Ms Esther Mwaniki has been selected as a 2019 fellow for the Obama Foundation Fellowship.
She
is among 20 fellows selected from 10 countries around the world, and
one of only three Africans. The other two Africans are Mr Ayman Sabae
Shamseya from Egypt and Ms Dedo Baranshamaje from Malawi.
Ms
Mwaniki, 36, is the founder of Lapid Leaders Africa, a leadership
programme that equips new graduates and final-year university students
with skills to help them cope beyond university.
These skills include self-awareness, creativity and innovative thinking and building a Pan-African mindset driven by values.
“It’s
our responsibility as the older generation to raise the younger
generation and selflessly empower the next leaders,” Ms Mwaniki says of
the programme.
LEADERSHIP
The
other fellows selected are doing work around mental health, education,
financial empowerment for communities, social entrepreneurship, climate
justice and healthcare delivery.
“I applied for the
fellowship because Lapid had grown to a point where we are ready to
scale up. I wanted to work under, and around, people who would take the
programme across the continent.

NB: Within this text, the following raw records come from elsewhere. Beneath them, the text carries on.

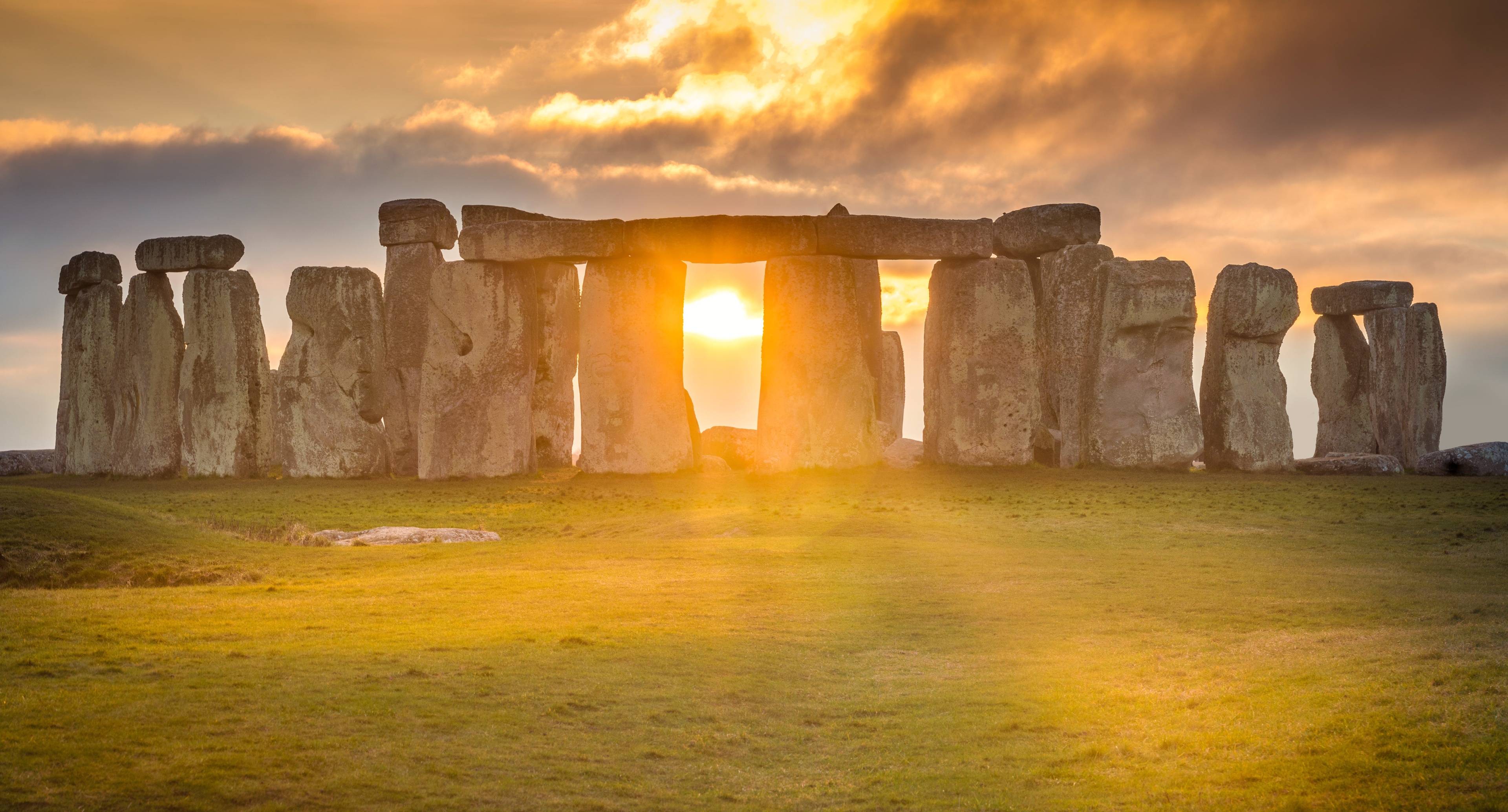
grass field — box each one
[0,468,1508,810]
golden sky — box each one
[0,0,1508,450]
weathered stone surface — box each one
[461,220,624,262]
[879,437,923,468]
[1309,280,1413,316]
[275,267,388,477]
[701,426,759,468]
[1294,454,1404,476]
[879,330,906,448]
[110,274,184,476]
[576,256,697,473]
[623,214,817,262]
[56,282,121,473]
[1083,258,1202,470]
[921,259,1042,466]
[314,527,501,547]
[1199,262,1298,472]
[814,214,994,259]
[754,254,882,473]
[1415,441,1508,476]
[534,262,580,468]
[136,234,246,272]
[1036,243,1115,468]
[419,261,538,479]
[0,449,57,476]
[1309,316,1377,457]
[57,252,121,295]
[377,198,456,249]
[383,243,445,476]
[994,203,1099,259]
[178,270,273,476]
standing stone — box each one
[1309,316,1377,457]
[56,267,121,473]
[1081,258,1202,470]
[275,267,388,477]
[418,261,538,479]
[879,330,906,449]
[534,262,580,468]
[756,254,882,473]
[1199,262,1298,472]
[921,258,1041,466]
[110,272,184,476]
[178,270,273,476]
[578,256,697,473]
[1036,243,1115,468]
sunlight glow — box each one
[683,288,765,340]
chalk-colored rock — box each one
[460,220,626,262]
[419,261,538,479]
[57,252,121,295]
[1083,258,1202,470]
[1415,441,1508,476]
[56,282,121,473]
[994,203,1099,259]
[110,274,184,476]
[576,256,697,473]
[816,214,994,259]
[383,243,445,476]
[754,254,882,473]
[1309,280,1413,316]
[534,262,580,468]
[1199,262,1298,473]
[136,234,246,272]
[1309,316,1377,457]
[178,270,273,476]
[276,267,388,477]
[1036,243,1115,468]
[623,214,817,262]
[1294,454,1404,476]
[921,258,1041,466]
[377,198,456,249]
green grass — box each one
[0,468,1508,810]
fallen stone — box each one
[1309,280,1413,316]
[110,274,184,476]
[1036,243,1115,468]
[1294,454,1404,476]
[1309,316,1377,457]
[754,254,882,473]
[57,252,121,295]
[0,449,57,476]
[178,270,273,476]
[461,220,626,262]
[56,282,121,475]
[623,214,817,262]
[576,256,697,473]
[816,214,994,259]
[377,198,456,249]
[419,261,538,479]
[921,258,1042,466]
[276,267,388,477]
[534,262,580,468]
[1415,443,1508,476]
[314,527,501,547]
[136,234,246,272]
[1083,258,1202,470]
[701,426,759,470]
[994,203,1099,259]
[1199,262,1298,473]
[383,243,445,476]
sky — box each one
[0,0,1508,457]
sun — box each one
[683,288,765,340]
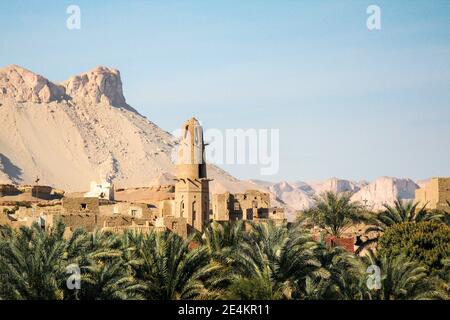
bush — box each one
[379,221,450,271]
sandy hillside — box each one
[0,65,264,196]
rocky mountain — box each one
[0,65,260,192]
[352,177,419,210]
[0,65,426,220]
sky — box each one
[0,0,450,181]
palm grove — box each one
[0,192,450,300]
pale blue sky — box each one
[0,0,450,181]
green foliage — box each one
[379,221,450,270]
[0,222,450,300]
[364,250,449,300]
[357,199,445,253]
[298,191,369,237]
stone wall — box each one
[164,217,188,239]
[0,184,20,197]
[62,197,99,214]
[415,178,450,210]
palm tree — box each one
[0,223,82,300]
[129,232,220,300]
[356,199,444,254]
[228,222,320,299]
[198,220,244,255]
[303,244,369,300]
[298,191,369,237]
[363,249,448,300]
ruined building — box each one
[212,190,284,222]
[175,118,210,232]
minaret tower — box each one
[175,118,210,232]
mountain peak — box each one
[62,66,130,108]
[0,64,64,103]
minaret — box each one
[175,118,209,232]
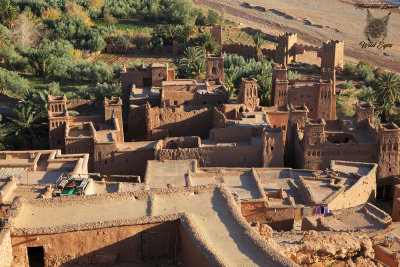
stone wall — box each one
[147,106,213,140]
[155,145,262,167]
[93,142,154,177]
[300,143,378,170]
[241,201,302,231]
[10,221,208,266]
[0,229,13,267]
[328,161,377,210]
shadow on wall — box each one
[30,220,211,266]
[152,109,213,139]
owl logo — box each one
[364,10,391,42]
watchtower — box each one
[206,55,225,83]
[356,103,374,125]
[271,65,289,108]
[285,105,308,167]
[303,119,326,146]
[275,32,297,66]
[262,127,284,167]
[377,122,400,183]
[48,95,69,153]
[319,40,344,70]
[238,78,260,110]
[104,97,124,142]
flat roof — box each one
[9,185,295,266]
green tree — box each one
[0,0,18,27]
[357,85,375,104]
[8,103,45,149]
[178,47,206,79]
[161,0,196,26]
[207,9,220,25]
[375,71,400,122]
[188,32,220,54]
[0,24,11,48]
[0,68,29,98]
[253,33,264,61]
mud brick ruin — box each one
[0,28,400,266]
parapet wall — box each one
[0,228,13,267]
[147,106,213,140]
[155,145,262,167]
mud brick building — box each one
[271,65,336,120]
[286,104,400,194]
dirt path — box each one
[195,0,400,72]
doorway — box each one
[27,247,44,267]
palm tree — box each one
[180,47,206,79]
[0,0,18,27]
[0,25,10,48]
[8,104,45,149]
[225,68,239,97]
[252,63,272,106]
[253,33,264,61]
[375,71,400,121]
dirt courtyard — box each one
[195,0,400,72]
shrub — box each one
[0,68,29,98]
[161,0,196,26]
[344,62,357,75]
[104,13,118,26]
[0,46,29,71]
[357,65,375,83]
[340,81,355,89]
[287,70,301,80]
[357,85,375,103]
[207,9,220,25]
[357,59,376,71]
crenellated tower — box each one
[238,78,260,110]
[48,95,69,153]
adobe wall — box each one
[212,127,252,143]
[212,108,228,128]
[288,87,318,119]
[93,142,154,177]
[127,105,147,142]
[372,245,400,267]
[222,43,256,57]
[240,201,302,231]
[177,224,212,267]
[262,128,284,167]
[155,145,262,167]
[263,109,290,143]
[392,184,400,222]
[147,106,213,140]
[11,221,179,267]
[0,229,13,267]
[304,142,378,170]
[376,123,400,178]
[328,163,377,210]
[121,69,151,116]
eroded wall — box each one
[11,221,208,266]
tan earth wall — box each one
[12,221,207,267]
[392,184,400,222]
[0,229,13,267]
[241,201,302,231]
[155,146,262,167]
[328,163,376,210]
[373,245,400,267]
[147,107,213,140]
[300,143,378,170]
[93,143,154,177]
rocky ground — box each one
[195,0,400,72]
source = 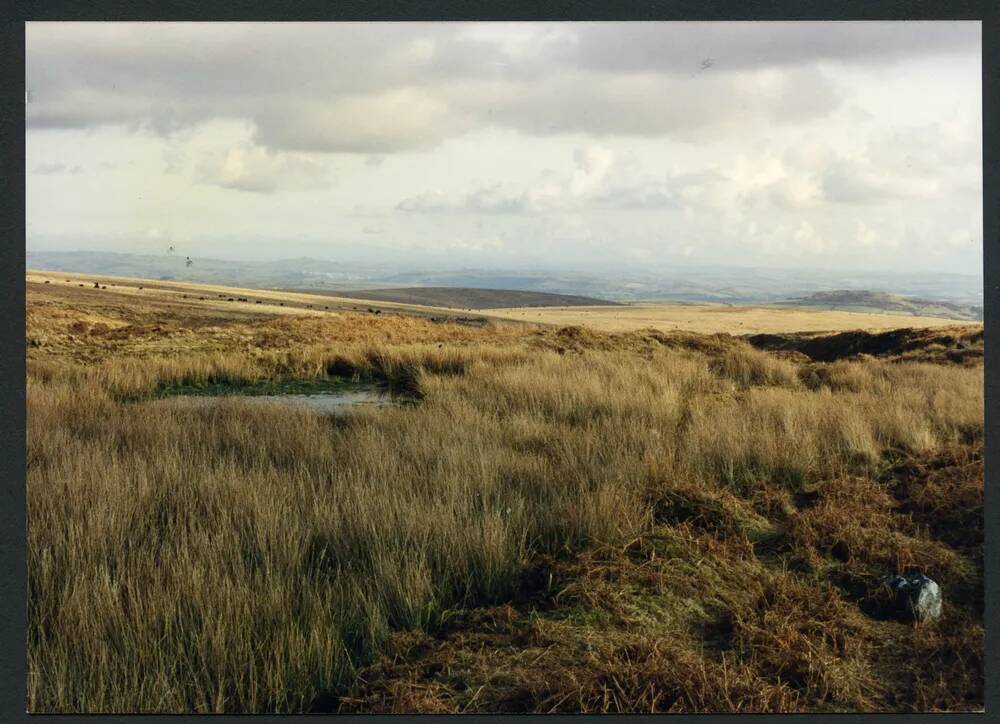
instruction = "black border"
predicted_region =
[0,0,1000,724]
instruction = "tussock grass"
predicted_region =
[27,292,983,712]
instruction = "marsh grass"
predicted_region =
[27,296,983,712]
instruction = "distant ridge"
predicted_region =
[778,289,983,321]
[312,287,621,309]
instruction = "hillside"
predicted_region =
[777,289,983,321]
[26,282,984,714]
[302,287,622,309]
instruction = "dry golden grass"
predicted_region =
[27,285,983,712]
[489,302,972,334]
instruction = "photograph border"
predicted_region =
[0,0,1000,723]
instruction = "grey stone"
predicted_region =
[881,573,943,621]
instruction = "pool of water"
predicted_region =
[149,380,415,415]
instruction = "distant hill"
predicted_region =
[777,289,983,321]
[26,248,983,312]
[312,287,621,309]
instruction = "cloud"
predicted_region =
[31,162,83,176]
[820,158,939,204]
[26,22,980,154]
[396,145,614,214]
[199,143,329,193]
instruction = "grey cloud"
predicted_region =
[820,160,939,204]
[32,163,83,176]
[199,144,329,193]
[26,23,979,154]
[575,22,980,74]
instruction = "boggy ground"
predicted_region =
[27,285,983,712]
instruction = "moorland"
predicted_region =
[26,273,983,713]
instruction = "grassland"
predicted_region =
[489,302,966,335]
[26,277,983,713]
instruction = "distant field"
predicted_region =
[489,303,972,334]
[25,273,984,714]
[26,270,498,318]
[26,270,967,335]
[314,287,622,310]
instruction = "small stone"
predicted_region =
[881,572,942,621]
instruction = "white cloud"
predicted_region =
[199,144,329,193]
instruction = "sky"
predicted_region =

Youth leadership is a global agenda.”
So, what does she envision the programme will look like two years after the fellowship?
“That’s
a good question,” Ms Mwankiki says as she pauses to think. “I’d like us
to have reached more young professionals, even the ones who are already
working. I’d also like the programme to be online. I’d also like us to
build the systems and structures that will accommodate our scaling up.”
Esther
worked with PwC Kenya, a global professional services firm, from August
2004, after graduating Kenyatta University with a bachelor’s degree in
accounting, to 2011 when she quit to form Lapid.